As a playwright, her work has been staged in theatres across the UK, and she works regularly with LGBT History Month, bringing forgotten queer stories to life on stage. Her short stories have appeared in a wide variety of journals, magazines and anthologies; she won the Cambridge Short Story Prize in 2020, and her debut short story collection, Monstrous Longing, was published by Dahlia Books in October 2023.
About Monstrous Longing
A desperate mother buys a love potion to win back her daughter’s affection. An actress has a forbidden encounter with her animal body double. An idyllic new home comes with an unexpected lodger – a poltergeist.
Exploring themes of desire, womanhood, and obsession, Abi Hynes’s collection of short stories is sometimes funny, sometimes uncanny, but never too far from the truth.
You can read more about Monstrous Longing on the publisher's website herehere. Below, you can read an excerpt from one of the stories in the collection.
From Monstrous Longing, by Abi Hynes
From "The Something"
It was hard for Andrea to pinpoint the exact moment she became aware of the Something in her house. It had always had a sort of personality, squat little new-build that it was. Its roots spread deeper than was immediately obvious from outside. Its kitchen delved into the ground in a bizarrely old-fashioned design that left its little windows peeping just above the front lawn, offering an ankle-only view of passers-by to whoever did the washing up.
Other aspects of its layout seemed to defy logic and good sense. The two first floor bedrooms connected with each other, corridor-style. You had to pass through the ensuite to reach either of them, rending the guest room ... Well. Bloody inappopriate for guests.
The house asserted its own character with a pleasing confidence. It was one of the reasons Andrea had bought it. (An impulsive purchase, a Fuck it, why shouldn’t I? Giving off that dizzy rush of power. I am master of my own destiny!) Quickly, the house felt like a companion. It was co-conspirator in her emancipation from sharing unsatisfying flats with unsatisfying friends. She liked the Something, especially coming home on quiet, dark nights. The house’s confidence was catching.

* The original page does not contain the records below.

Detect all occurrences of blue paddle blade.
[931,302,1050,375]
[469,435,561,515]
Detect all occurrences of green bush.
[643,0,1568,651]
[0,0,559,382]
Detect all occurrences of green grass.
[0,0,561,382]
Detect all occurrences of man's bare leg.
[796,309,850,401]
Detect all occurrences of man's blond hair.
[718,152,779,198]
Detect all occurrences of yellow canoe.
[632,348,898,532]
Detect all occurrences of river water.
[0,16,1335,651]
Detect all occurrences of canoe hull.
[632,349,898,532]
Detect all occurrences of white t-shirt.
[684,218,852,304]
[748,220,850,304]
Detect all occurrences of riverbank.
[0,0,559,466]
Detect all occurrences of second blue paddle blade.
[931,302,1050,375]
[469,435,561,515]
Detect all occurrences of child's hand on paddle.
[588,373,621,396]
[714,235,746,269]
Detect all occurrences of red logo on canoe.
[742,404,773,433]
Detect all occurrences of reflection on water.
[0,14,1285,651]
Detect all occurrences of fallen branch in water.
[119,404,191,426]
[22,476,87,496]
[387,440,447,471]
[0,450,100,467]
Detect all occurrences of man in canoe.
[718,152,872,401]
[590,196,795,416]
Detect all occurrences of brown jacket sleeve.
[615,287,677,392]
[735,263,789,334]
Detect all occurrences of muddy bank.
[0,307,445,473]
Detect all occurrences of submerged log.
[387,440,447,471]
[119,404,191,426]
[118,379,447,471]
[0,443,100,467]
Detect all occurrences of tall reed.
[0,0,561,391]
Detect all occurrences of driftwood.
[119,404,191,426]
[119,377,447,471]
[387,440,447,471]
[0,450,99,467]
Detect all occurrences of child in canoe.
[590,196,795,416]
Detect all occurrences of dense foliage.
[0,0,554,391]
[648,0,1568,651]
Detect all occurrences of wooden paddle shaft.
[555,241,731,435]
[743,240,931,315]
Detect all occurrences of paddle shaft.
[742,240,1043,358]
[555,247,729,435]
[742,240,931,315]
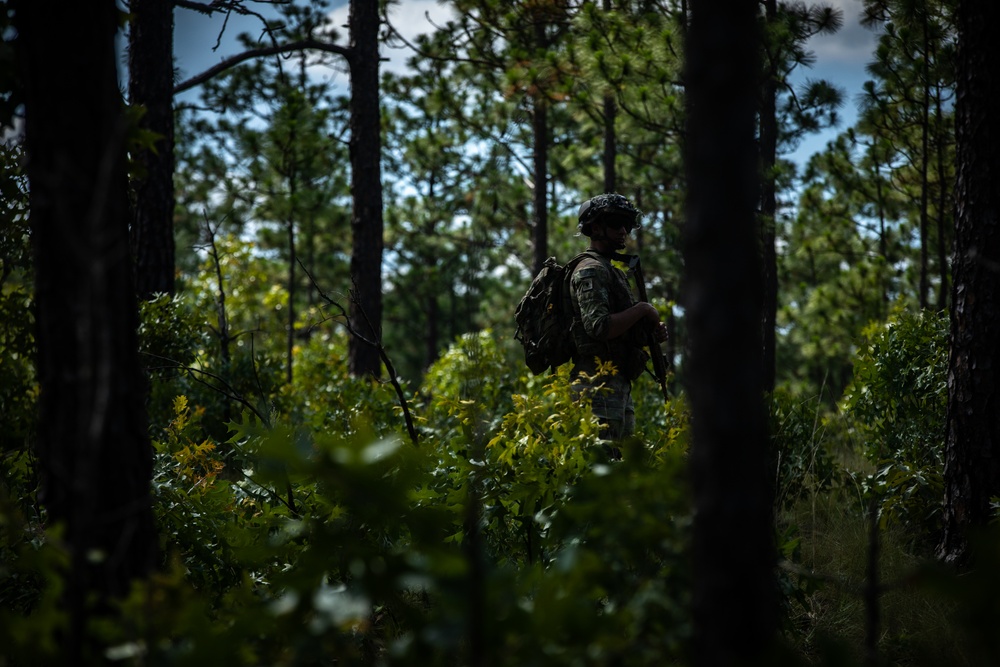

The Something started small. It was the towel she noticed first (though there might have been other things before. Andrea could be dreamy. Unobservant). Clean and dry and folded neatly on a now-closed toilet lid. It was an unambiguous gesture, as there was no question of Andrea having put it there herself. Her towels were never folded, never carried in preparation to the bathroom. Her journey, dripping and shivering, to the airing cupboard in the guest bedroom, and then back, was part of her morning routine.
As a gesture, it didn’t frighten her. Her house wasn’t like old houses. It didn’t groan and whistle and scrape when the wind got up. It only sat there, resolutely silent, its burglar alarm and double-glazing primed against intruders, all its corners clean and cheerful. The Something was not a grisly intruder, Andrea was sure. It was just … the house itself.